Test, track, tweak. Experience is a great thing when doing launches, but whether you’re first to market or taking on a market leader, establishing your product/market fit, unique or resonating value props, customer advocates, and competitive advantages all need tracking, testing and tweaking.

Be mindful of internal readiness as far in advance as possible. Support, sales, customer success, internal operations, and more—if teams are not set up for success for inbound interest at launch, your road to revenue (and customer retention) is going to be a long one.

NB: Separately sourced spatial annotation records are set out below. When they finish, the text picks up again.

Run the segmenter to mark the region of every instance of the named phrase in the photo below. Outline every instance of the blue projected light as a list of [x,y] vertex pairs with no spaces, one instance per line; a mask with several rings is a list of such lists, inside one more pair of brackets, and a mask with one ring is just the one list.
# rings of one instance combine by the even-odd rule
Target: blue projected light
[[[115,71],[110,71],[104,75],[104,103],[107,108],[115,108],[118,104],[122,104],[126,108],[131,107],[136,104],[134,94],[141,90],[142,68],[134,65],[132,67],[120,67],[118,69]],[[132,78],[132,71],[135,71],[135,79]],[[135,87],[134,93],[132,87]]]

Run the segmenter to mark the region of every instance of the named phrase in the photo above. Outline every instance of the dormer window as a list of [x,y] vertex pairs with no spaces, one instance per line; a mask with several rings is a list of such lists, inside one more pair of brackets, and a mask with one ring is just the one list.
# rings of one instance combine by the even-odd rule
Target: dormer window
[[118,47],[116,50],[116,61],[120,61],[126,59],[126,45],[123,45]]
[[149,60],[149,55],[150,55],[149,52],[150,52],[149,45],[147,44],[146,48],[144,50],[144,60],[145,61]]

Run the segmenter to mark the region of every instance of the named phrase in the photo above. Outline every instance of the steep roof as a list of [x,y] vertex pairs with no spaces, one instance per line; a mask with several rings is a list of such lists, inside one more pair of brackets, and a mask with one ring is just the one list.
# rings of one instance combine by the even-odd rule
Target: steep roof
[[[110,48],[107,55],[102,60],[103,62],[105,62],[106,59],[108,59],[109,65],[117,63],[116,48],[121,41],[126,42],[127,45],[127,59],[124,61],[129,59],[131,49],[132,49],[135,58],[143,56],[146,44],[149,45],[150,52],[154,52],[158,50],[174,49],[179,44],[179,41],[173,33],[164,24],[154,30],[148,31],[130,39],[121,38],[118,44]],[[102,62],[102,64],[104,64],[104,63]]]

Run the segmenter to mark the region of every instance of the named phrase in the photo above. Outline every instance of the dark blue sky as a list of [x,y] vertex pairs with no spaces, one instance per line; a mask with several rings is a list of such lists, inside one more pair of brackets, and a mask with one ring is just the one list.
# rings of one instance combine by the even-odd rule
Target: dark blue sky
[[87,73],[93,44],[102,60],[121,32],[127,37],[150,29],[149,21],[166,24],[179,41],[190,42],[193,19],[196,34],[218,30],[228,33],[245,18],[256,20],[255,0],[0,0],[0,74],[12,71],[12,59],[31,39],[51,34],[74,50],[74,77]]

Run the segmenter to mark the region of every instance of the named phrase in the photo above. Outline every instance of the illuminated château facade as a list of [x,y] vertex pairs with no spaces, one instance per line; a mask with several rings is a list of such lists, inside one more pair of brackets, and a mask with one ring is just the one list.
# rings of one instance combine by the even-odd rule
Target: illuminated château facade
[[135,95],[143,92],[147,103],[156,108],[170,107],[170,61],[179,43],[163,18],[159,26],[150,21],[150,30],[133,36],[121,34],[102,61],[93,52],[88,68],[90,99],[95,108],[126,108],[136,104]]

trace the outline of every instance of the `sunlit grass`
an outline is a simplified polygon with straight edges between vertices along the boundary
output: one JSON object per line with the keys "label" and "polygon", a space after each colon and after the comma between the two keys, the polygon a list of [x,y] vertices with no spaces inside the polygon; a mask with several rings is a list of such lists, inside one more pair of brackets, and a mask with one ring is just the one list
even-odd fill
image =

General priorities should align with business goals, whether:
- Driving revenue
- Increasing market share
- Establishing brand equity
- Successfully bringing an MVP to market to test product/market fit

Priorities should be clear before a GTM is created.

1099 Views
Gaurav Harode
Gaurav Harode
Enablix FounderOctober 31

Excellent answers here. I agree that revenue is an important aspect of a Product Launch. You don't want the launch excitement to be short lived because of lack of revenue (and adoption). 

We wrote a blog post on this topic that you can refer to: What is your product marketing's "release to sales" process? 

In my opinion the three priorities for product launch are: 

  • Start Early. This cannot be stressed enough. Apart from a product-market fit the next big thing that is working against you is time. You need to be smart about the launch and try to adopt some of the lean startup methods to test and revise your strtagey. 
  • Define a Timeline. You need to be working against a timeline with clearly defined milestones. Obviously this timeline has to start way in advance before the actual product release by the engineering team. 
  • Involve different stakeholders inside (and outside) the company. You cannot do this alone. You need the help of customer success, partners, existing customers, prospects and other constituents to help you maximize the impact of your launch.